Tulungagung, SEJAHTERA.CO – Ribuan massa menggelar aksi damai untuk mendukung keberlanjutan program Makan Bergizi Gratis (MBG) di Kabupaten Tulungagung, Selasa (30/6/2026). Mereka menilai penghentian sementara operasional Satuan Pelayanan Pemenuhan Gizi (SPPG) berdampak langsung terhadap perekonomian masyarakat, khususnya petani, peternak, supplier, dan mitra program.
Baca juga:Seleksi Sekda Tulungagung Mengerucut, Tri Hariadi Masuk Tiga Besar
Sekitar 4.000 peserta aksi yang terdiri dari relawan SPPG, petani, peternak, supplier, hingga mitra SPPG mendatangi Kantor Bupati Tulungagung. Aksi tersebut digelar sebagai bentuk dukungan terhadap program MBG yang menjadi salah satu program nasional pemerintah.

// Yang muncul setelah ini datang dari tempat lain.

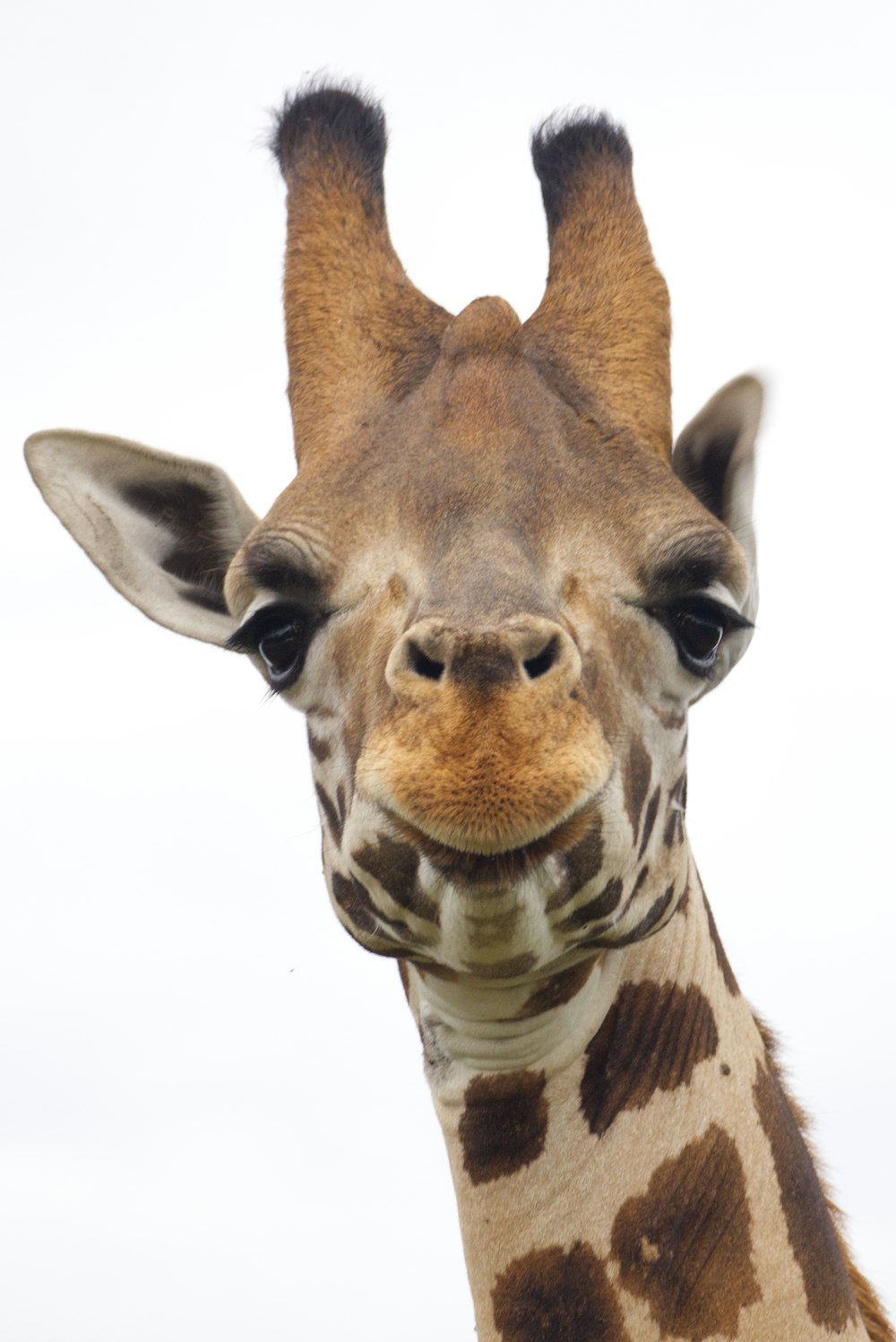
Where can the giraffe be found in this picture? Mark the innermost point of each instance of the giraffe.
(495, 588)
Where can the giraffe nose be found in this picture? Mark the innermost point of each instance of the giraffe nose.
(531, 651)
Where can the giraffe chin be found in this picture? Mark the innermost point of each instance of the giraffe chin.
(466, 866)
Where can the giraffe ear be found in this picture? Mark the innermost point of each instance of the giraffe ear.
(162, 529)
(715, 458)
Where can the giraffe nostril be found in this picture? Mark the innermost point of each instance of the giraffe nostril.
(544, 661)
(421, 664)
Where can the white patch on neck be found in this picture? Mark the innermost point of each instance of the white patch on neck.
(470, 1026)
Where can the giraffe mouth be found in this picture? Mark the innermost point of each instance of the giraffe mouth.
(504, 867)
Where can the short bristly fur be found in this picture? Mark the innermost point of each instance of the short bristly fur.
(495, 591)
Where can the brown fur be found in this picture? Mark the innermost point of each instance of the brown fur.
(869, 1307)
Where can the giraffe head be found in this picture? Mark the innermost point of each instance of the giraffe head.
(493, 586)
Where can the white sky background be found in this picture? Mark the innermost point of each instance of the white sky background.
(213, 1121)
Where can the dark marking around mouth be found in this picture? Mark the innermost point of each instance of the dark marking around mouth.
(396, 866)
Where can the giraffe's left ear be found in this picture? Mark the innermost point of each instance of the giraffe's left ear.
(715, 458)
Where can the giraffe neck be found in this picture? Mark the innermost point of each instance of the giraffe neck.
(625, 1163)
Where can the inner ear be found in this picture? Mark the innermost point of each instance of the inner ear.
(714, 455)
(162, 529)
(715, 458)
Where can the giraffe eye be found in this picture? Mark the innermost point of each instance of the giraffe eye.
(698, 628)
(699, 637)
(280, 636)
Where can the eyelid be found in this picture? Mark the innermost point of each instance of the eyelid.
(246, 637)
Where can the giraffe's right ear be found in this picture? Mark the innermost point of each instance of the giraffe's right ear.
(162, 529)
(715, 458)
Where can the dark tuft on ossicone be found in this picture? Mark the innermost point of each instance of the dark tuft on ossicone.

Koordinator Forum Komunikasi Mitra SPPG Tulungagung, Rifqi Firmansyah, mengatakan penghentian sementara operasional dapur SPPG selama tiga pekan terakhir telah menimbulkan dampak ekonomi yang signifikan bagi berbagai pihak yang terlibat dalam rantai pasok program tersebut.
Menurutnya, petani dan peternak menjadi kelompok yang paling merasakan dampaknya. Salah satu indikatornya adalah turunnya harga sejumlah komoditas pangan, terutama ayam potong hidup dan telur.
“Saat ini harga kebutuhan pokok seperti ayam dan telur anjlok imbas penutupan SPPG. Padahal operasional SPPG ini menghasilkan perputaran ekonomi mencapai Rp120 miliar,” kata Rifqi.
Ia menjelaskan, harga ayam potong hidup yang sebelumnya berada di kisaran Rp23 ribu per kilogram kini turun menjadi sekitar Rp15 ribu per kilogram. Penurunan permintaan dari dapur SPPG disebut menjadi salah satu faktor yang memengaruhi kondisi tersebut.